A co-operative that brings together freelances, small businesses and community organisations is about to transform a five-floor building in the independent fringe of the centre of Bradford.
The building at 14 North Parade, which has been empty for over a year, will include studio, office and meeting space for co-working, and a café with commercial kitchen available for use by pop-up food ventures. Three well-known local organisations – Common Wealth (community theatre), Speakers Corner (women’s collective), Chapel Street Studio (creative co-op) – have already been allocated some of the space in the upper floors. The café on the ground floor will be open during the day and in the evenings and there are plans for it to host different pop-ups to allow food entrepreneurs to test their products and business ideas.

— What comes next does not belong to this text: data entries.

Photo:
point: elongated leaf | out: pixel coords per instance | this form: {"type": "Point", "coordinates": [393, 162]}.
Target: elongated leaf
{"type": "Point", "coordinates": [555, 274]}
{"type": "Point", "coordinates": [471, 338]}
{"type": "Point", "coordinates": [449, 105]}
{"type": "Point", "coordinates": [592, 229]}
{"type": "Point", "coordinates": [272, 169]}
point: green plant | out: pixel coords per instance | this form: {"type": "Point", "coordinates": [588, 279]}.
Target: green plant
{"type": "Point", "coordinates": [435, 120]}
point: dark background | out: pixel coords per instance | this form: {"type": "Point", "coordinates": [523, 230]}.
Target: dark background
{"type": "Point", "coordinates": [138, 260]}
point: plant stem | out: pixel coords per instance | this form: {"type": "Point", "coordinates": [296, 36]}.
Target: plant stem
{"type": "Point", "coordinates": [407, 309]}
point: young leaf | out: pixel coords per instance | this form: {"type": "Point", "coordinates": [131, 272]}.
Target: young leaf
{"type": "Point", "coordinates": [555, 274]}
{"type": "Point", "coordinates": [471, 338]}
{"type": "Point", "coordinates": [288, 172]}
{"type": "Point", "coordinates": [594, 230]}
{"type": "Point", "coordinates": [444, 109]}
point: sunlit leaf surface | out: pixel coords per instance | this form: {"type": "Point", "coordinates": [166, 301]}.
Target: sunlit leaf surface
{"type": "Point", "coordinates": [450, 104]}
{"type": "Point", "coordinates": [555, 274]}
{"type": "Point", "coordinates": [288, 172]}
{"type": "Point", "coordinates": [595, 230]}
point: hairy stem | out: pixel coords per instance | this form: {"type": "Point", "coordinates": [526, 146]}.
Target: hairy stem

The initiative has been pushed forward by members of Chapel Street Studio, which is a co-operative consortium of freelances and small businesses providing print, digital and marketing services. They impressed the owners of 14 North Parade, who are a local charity involved in the empowerment of disadvantaged people, so much that they were given the option to lease the building rather than buy it outright.
A number of ethical finance organisations including Co-op Loan Fund are helping to fund the venture. The kitchen, café area, and roof terrace are going to be refurbished before the building opens to the public, which is expected to be in August.
As the work is going on an ‘open day’ is being held every Wednesday in June and July to stimulate interest in the new venture. At the beginning of June there were 24 members of the co-operative with many more expressing an interest to join.
Martyn Johnston, one of the founder members of Chapel Street Studio, said: “We have been given a great opportunity to do something special with this building. We are young Bradfordians who are passionate about changing things from the bottom up. We have got three years to show that our co-operative approach is a fairer and more sustainable way of managing property.”
Ian Rothwell, of Co-op Loan Fund, said: “It’s often said that co-ops flourish in adversity and this is an good example. These people are strong natural co-operators and they know that to make a difference to social and economic life in the centre of Bradford they are going to have to do it themselves. They embrace the co-operative values of self-help, self-responsibility, democracy, equality, equity and solidarity.”